Também pertencia à cultura intermediária a manifestação cultural mais significativa para a Idade Média — o cristianismo. Sendo uma religião, religio, sua função era, segundo a etimologia que vinha da Antigüidade, de re-legere, “reunir”, ou de re-ligare, “religar”, nas duas hipóteses tendo, portanto, o sentido de reaproximar as instâncias divina e humana. A primeira conhecida através de mitos*, a segunda buscando comunicação com ela através de ritos. Se no caso do cristianismo medieval os mitos são na origem, quase sempre, produto da cultura vulgar (53: 45- 67) e os ritos da cultura clerical, com o tempo as influências

interculturais apagaram tais fronteiras.

A cultura erudita procurou apossar-se dos relatos míticos, promovendo e legitimando o registro escrito de alguns deles e controlando sua interpretação. Os textos considerados “inspirados”, ou seja, escritos por Deus por intermédio de autores humanos (profetas e apóstolos), tornaram-se canônicos, isto é, reconhecidos pela Igreja como representando a Palavra de Deus. O conjunto desses 73 textos (46 do Antigo Testamento, 27 do Novo), conhecido por Bíblia, foi estabelecido lentamente até se firmar no sínodo de Roma, em 382. Da mesma forma que a Igreja se atribuía o poder de identificar os livros sagrados, considerava-se a única a poder fazer a exegese (“explicação”) deles. A teologia medieval foi exatamente a busca de certa racionalização daqueles relatos, a tentativa de desmitologizar a mitologia cristã.

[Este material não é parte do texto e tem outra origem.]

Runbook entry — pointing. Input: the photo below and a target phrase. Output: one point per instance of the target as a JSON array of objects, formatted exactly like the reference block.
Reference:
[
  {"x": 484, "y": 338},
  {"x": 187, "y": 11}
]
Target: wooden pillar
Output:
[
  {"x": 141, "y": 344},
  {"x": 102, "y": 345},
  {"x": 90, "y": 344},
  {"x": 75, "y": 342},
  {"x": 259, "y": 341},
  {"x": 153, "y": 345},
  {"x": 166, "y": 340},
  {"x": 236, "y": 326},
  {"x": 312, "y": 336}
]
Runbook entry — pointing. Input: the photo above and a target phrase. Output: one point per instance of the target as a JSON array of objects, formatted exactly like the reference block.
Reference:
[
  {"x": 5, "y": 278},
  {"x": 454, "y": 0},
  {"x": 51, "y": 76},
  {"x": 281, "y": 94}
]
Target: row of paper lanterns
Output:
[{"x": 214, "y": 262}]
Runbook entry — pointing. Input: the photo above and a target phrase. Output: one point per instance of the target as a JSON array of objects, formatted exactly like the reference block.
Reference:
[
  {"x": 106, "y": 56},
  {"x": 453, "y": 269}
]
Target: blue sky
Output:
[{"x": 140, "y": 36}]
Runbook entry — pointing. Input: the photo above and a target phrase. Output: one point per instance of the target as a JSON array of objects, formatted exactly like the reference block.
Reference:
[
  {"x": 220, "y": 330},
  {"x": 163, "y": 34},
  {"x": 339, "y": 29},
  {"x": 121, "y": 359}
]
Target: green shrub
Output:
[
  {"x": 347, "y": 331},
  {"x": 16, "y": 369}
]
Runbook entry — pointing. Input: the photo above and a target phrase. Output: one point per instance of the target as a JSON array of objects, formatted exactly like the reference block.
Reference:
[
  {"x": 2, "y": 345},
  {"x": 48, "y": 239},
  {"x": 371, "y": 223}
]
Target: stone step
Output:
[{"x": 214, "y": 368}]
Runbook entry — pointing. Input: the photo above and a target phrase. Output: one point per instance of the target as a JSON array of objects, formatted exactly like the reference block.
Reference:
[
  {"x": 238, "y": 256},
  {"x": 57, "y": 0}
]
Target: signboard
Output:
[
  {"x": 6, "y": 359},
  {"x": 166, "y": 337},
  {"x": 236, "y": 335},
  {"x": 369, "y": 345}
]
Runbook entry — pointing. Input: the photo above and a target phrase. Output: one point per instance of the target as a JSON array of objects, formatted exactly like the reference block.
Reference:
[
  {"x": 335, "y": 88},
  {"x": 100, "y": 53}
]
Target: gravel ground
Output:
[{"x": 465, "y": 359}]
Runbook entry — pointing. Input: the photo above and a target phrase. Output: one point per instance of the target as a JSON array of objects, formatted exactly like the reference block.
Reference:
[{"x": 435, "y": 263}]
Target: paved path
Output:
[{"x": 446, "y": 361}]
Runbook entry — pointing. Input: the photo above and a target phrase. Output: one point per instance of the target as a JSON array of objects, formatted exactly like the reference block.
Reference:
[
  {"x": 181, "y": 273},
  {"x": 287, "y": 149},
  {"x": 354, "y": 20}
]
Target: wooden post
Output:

A cultura vulgar, por sua vez, pressionou ao longo da Idade Média para que certos ritos fossem criados ou modificados. Um exemplo do primeiro caso é o reconhecimento clerical do culto aos mortos, com a inclusão no calendário litúrgico da festa de Todos os Santos no século IX e, em princípios do século X, da festa de Finados na data seguinte, 2 de novembro. Um exemplo do segundo tipo é o gesto ritual da elevação da hóstia. Como desde o século VIII o padre se virava de costas para o público na hora do sacrifício eucarístico, estabelecendo uma relação apenas entre ele, em nome dos fiéis, e a Divindade, os leigos pressionavam por maior participação no evento. Foi então introduzida, em fins do século XII, a prática de o sacerdote elevar a hóstia após a consagração, para que os fiéis a vissem naquele momento-chave da espiritualidade* cristã. Enfim, o cristianismo medieval tal qual sentido e vivido pela quase totalidade da população, clérigos e leigos, era um componente — o componente central — da cultura intermediária daquela sociedade.